Multi-Modal Information Extraction from Text, Semi-Structured, and Tabular Data on the Web

KDD Attendees: The Zoom link to our tutorial is available on the chat page for our tutorial. Click on "Breakout Sessions" -> "Lecture Style Tutorials", then find our tutorial (#11) and click on the chat link.

Slides:

  1. Introduction [pdf]
  2. Extraction from Unstructured Text Part 1 [pdf]
  3. Extraction from Unstructured Text Part 2 [pdf]
  4. Extraction from Semi-Structured Text [pdf]
  5. Extraction from Tabular Text [pdf]
  6. Multi-modal Extraction [pdf]
  7. Conclusion [pdf]

Abstract

The World Wide Web contains vast quantities of textual information in several forms: unstructured text, template-based semi-structured webpages (which present data in key-value pairs and lists), and tables. Methods for extracting information from these sources and converting it to a structured form have been a target of research from the natural language processing (NLP), data mining, and database communities. While these researchers have largely separated extraction from web data into different problems based on the modality of the data, they have faced similar problems such as learning with limited labeled data, defining (or avoiding defining) ontologies, and making use of prior knowledge.

In this tutorial we take a holistic view toward information extraction, exploring the commonalities in the challenges and solutions developed to address these different forms of text.

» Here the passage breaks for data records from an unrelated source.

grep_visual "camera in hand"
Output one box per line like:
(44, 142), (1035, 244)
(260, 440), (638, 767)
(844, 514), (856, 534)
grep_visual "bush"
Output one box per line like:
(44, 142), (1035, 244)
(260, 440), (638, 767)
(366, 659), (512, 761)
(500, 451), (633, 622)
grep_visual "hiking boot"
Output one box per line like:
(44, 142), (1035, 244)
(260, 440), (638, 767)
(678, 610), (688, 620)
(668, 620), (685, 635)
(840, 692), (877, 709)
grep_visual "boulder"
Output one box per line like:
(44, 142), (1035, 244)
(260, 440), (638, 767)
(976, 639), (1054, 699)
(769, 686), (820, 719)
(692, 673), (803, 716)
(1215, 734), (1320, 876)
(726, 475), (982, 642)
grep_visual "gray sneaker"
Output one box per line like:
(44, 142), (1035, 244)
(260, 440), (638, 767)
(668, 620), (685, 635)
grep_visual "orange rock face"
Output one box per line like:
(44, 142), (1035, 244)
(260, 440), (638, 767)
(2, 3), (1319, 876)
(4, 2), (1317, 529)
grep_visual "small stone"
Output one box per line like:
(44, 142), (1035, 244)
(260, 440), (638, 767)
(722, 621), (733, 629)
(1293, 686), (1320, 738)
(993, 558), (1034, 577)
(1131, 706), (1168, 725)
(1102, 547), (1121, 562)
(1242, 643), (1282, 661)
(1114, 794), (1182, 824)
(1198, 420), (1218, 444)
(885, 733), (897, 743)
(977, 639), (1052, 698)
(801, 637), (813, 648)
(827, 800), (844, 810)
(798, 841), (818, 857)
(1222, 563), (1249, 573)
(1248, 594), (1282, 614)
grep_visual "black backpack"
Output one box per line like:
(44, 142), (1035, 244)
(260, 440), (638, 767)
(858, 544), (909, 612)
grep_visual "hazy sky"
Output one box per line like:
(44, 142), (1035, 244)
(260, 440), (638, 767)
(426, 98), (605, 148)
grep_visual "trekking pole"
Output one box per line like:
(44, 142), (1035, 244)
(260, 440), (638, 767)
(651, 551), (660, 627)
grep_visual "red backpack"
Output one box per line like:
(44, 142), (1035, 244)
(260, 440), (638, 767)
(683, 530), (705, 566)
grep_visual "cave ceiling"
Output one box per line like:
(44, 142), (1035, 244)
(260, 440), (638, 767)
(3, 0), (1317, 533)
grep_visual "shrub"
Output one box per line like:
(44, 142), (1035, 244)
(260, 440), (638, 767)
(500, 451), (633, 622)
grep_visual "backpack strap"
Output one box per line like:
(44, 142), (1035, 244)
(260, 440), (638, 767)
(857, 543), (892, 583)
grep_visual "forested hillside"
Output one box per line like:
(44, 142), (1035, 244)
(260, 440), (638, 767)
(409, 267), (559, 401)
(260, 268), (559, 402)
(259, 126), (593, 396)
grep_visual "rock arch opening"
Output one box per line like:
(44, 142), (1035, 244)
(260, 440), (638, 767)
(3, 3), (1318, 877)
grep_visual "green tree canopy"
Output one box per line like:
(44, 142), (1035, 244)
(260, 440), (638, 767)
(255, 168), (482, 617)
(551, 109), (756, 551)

We will explore the approaches targeted at unstructured text that largely rely on learning syntactic or semantic textual patterns, approaches targeted at semi-structured documents that learn to identify structural patterns in the template, and approaches targeting web tables which rely heavily on entity linking and type information.

While these different data modalities have largely been considered separately in the past, recent research has started taking a more inclusive approach toward textual extraction, in which the multiple signals offered by textual, layout, and visual clues are combined into a single extraction model made possible by new deep learning approaches. At the same time, trends within purely textual extraction have shifted toward full-document understanding rather than considering sentences as independent units. With this in mind, it is worth considering the information extraction problem as a whole to motivate solutions that harness textual semantics along with visual and semi-structured layout information. We will discuss these approaches and suggest avenues for future work.

Presenters:

Xin Luna Dong

Xin Luna Dong is a Principal Scientist at Amazon, leading the efforts of constructing Amazon Product Knowledge Graph. She was one of the major contributors to the Google Knowledge Vault project, and has led the Knowledge-based Trust project, which was called the "Google Truth Machine" by the Washington Post. She has co-authored the book "Big Data Integration", was awarded ACM Distinguished Member, VLDB Early Career Research Contribution Award for "advancing the state of the art of knowledge fusion", and Best Demo award in Sigmod 2005. She serves in VLDB endowment and PVLDB advisory committee, and is a PC co-chair for VLDB 2021, ICDE Industry 2019, VLDB Tutorial 2019, Sigmod 2018 and WAIM 2015. She has given multiple tutorials on data integration, graph mining, and knowledge management in top-tier conferences.

Colin Lockard

Colin Lockard is an Applied Scientist at Amazon and a PhD candidate at the Paul G. Allen School of Computer Science & Engineering at the University of Washington, where he has published papers on knowledge extraction from both unstructured and semi-structured text.

Prashant Shiralkar

Prashant Shiralkar is an Applied Scientist in the Product Graph team at Amazon. He currently works on knowledge extraction from semi-structured data. Previously, he received a Ph.D. from Indiana University Bloomington where his dissertation work focused on devising computational approaches for fact checking by mining knowledge graphs. His research interests include machine learning, data mining, information extraction and NLP, and Semantic Web technologies.

Hannaneh Hajishirzi

Hannaneh Hajishirzi is an Assistant Professor at the Paul G. Allen School of Computer Science & Engineering at the University of Washington. She works on NLP, AI, and machine learning, particularly designing algorithms for semantic understanding, reasoning, question answering, and information extraction from multimodal data. She has earned numerous awards for her research, including an Allen Distinguished Investigator Award, a Google Faculty Research Award, a Bloomberg Data Science Award, an Amazon Research Award, and a SIGDIAL Best Paper Award.